Concentrée sur son repérage, elle en avait oublié l’agitation autour d’elle. Une véritable fourmilière. Les invités gravitaient désormais à proximité des tables à la recherche de leur place. Son regard passait au crible les invités pour éventuellement détecter une personne suspecte.

Une vraie belle brochette de stars, pensa-t-elle.

  • Et le champagne, il est où ?

L’impolitesse d’une voix féminine extirpa Élise de ses constatations.

  • Je suis désolée je n’ai que des petits fours, rétorqua la commissaire campée dans son rôle, en lui tendant le plateau.
  • No way, je suis au régime ! déclara l’invitée en repoussant violemment l’objet.

Quelle débile, elle est aussi maigre qu’un clou. Et puis qu’est ce que c’est que cette robe ? ! Finalement je serais peut être passée inaperçue avec mon style, pensa la policière en regardant s’éloigner la jeune femme.

À cet instant précis, les organisateurs tamisèrent la lumière, créant un brouhaha d’excitation. Deux présentateurs arrivèrent sur scène. Les festivités allaient commencer. Un à un, les invités s’assirent. La vision d’Élise se dégageait.

Seules trois personnes se tenaient encore debout, visiblement gênées par leur retard, à la recherche de leur place.

  • Bonsoir à tous et pour commencer merci d’applaudir nos premiers retardataires, l’actrice Sasha Sanders et son équipe ! lança le présentateur en pointant du doigt les fautifs, un sourire au coin des lèvres.
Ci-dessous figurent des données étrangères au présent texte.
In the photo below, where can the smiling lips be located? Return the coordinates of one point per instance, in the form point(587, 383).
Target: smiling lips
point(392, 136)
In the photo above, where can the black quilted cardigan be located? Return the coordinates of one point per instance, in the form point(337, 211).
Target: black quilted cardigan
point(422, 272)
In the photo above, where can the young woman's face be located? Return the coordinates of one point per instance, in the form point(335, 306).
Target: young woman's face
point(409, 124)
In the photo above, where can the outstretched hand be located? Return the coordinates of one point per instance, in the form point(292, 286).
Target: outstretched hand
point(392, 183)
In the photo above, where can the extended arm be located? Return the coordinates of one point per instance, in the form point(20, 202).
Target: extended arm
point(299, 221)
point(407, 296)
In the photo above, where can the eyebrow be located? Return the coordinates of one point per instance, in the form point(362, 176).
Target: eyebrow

La poursuite les éclaira et toute la salle se focalisa sur eux. Sasha adressa valeureusement un signe de la main pour s’excuser même si son expression retranscrivait un certain embarras. Les invités applaudirent ce geste, les accompagnant ainsi jusqu’à leur destination.

Élise laissa tomber son plateau. Une cascade de tremblements attaqua ses mains. Elle la reconnut immédiatement. Sa vision se brouilla. Elle tanguait. La jeune femme tentait de réprimer ses souvenirs. En vain, le naufrage de sa vie lui revenait dans la figure comme un boomerang. La dernière fois qu’elles s’étaient croisées, c’était lors de l’arrestation de Sasha.